I am a student of remote sensing and recently came across a problem that is essentially a mathematical statistic and I don't know how to prove it.
Here is the background. Finally, I will put this specialized problem into mathematical words, and I hope you can understand it.
Satellites take images periodically and split the images into many pixels, $x_i^j$ represents the index $A$ value of the ith image of the $j$th pixel. For example, $x_2^3=-5$ means that the index $A$ of the 2nd image of the 3rd pixel is $-5$. The index $A$ here can be understood as a physical parameter, just like temperature.
My task is to distinguish rice in $x^j$ based on the time series values of $x_i$, one growth cycle of rice is about half a year, so $i ≤ 20$.
Physically, rice has two major characteristics compared with other ground objects (all other ground objects are classified as non-rice). As shown in Fig 1, it is not difficult to find that:
$x_ i$ of rice changes a lot, and $x_ i$ of non-rice hardly changes, which means $x_ i$ of rice have greater variance and range.
The minimum value of $x_ i$ of rice must be in the first three images, e.g. 13—May in Figure 1, while $x_ i$ of non-rice basically does not change with time
The first three images here correspond to the actual situation of the transplanting stage. Although rice planting in the same area is certainly not on the same day, the time difference is not great.
In actual operation, there are many pixels, $j$ is one hundred thousand or even one million.
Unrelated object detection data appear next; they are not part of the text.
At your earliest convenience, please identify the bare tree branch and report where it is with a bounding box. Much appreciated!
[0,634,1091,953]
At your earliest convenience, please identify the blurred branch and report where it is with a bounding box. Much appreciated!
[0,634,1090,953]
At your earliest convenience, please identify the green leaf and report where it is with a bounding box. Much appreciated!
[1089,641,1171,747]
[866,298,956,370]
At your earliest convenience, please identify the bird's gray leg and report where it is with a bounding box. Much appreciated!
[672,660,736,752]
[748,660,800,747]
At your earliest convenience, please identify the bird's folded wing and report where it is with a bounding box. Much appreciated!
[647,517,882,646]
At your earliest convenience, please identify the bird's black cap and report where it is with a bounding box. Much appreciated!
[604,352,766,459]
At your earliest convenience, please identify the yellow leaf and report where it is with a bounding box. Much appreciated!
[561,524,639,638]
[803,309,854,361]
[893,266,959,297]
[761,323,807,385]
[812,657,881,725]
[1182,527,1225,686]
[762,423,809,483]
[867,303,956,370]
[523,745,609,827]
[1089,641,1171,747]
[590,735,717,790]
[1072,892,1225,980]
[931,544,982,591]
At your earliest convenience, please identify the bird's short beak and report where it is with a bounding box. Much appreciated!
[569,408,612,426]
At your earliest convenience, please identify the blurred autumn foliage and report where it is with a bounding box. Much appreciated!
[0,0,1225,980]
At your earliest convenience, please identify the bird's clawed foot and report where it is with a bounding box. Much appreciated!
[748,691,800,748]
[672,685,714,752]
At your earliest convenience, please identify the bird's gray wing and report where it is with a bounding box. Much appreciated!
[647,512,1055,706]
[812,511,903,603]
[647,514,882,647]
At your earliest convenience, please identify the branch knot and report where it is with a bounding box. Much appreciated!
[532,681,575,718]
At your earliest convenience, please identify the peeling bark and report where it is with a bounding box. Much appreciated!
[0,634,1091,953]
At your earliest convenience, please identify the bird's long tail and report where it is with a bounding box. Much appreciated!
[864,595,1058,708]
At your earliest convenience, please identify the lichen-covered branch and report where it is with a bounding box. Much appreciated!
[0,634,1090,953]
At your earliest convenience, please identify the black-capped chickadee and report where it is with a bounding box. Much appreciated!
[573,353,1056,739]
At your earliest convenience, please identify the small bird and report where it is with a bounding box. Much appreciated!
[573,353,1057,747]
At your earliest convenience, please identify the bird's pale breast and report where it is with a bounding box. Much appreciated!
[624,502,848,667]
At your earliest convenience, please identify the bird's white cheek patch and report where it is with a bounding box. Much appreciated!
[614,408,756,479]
Imagine that a curve of each type in the following figure is translated left and right, up and down respectively (the translation range cannot be too large). That is, all the scatter plots of $x^j$, rice and non-rice still fit the above two characteristics.
So someone proposed a method to define a new parameter. For each pixel, $x^j$ defines $z^j$ as
$$z^j=\max(\frac{x_m-x_n}{x_m+x_n})$$
Where, $m>n$, $n$ takes $1$, $2$, $3$, and $m$ takes all $i$
The result shows that $z^j$ presents a Gaussian mixture distribution, and the intersection of two Gaussian distributions (corresponding to rice and non-rice respectively) is the threshold value, which can be used for classification
See Figure 2 for details
I have carried out a lot of experiments and found that each experimental result conforms to the Gaussian mixture distribution.
To turn it into a mathematical problem:
$a_ i^j$ represents the $i$th number of the $j$th number sequence, where $i≤20$. The sequence $a^j$ includes $T$ and $S$, which meet the following 2 characteristics:
$a^j$ of $T$ varies greatly, while $a^j$ of $S$ hardly changes
The min of $a^j$ of $T$ must be in the first three numbers, while the min of $a^j$ of $S$ random distribution
To distinguish between $T$ and $S$,let $$b^j=\max(\frac{a_m-a_n}{a_m+a_n})$$ Where, $m > n $, $n$ takes $1$, $2$, $3$, and $m$ takes all $i$
Then $b^j$ presents a Gaussian mixture distribution, and the intersection of the two Gaussian distributions (corresponding to $S$ and $T$ respectively) is the threshold value, which can be used for classification.
PS:In the experiment, the value of $b^j$ is concentrated on the interval $(-1,1)$, and a few points (points with large $a_i$ offset due to noise error and other reasons) are normalized, that is, take $1$ if more than $1$, and take $-1$ if less than $-1$.
In Figure 1, for rice, $b^j$ is in the interval $(-1,1)$, but the probability of approaching $0$ is obviously low, and the expected value of $b^j$ is greater than $0$, so the actual value range corresponds to the red curve in Figure 2. For non-rice, because $a_n$ may be not the minimum, $b^j$ is expected to be slightly greater than $0$, so it corresponds to the blue curve in Figure 2.
At least the expected value fits the distribution Figure 2, but I don't understand how to prove the distribution (it may not be a normal distribution, but the approximate distribution curve should fit the curve in Figure 2.)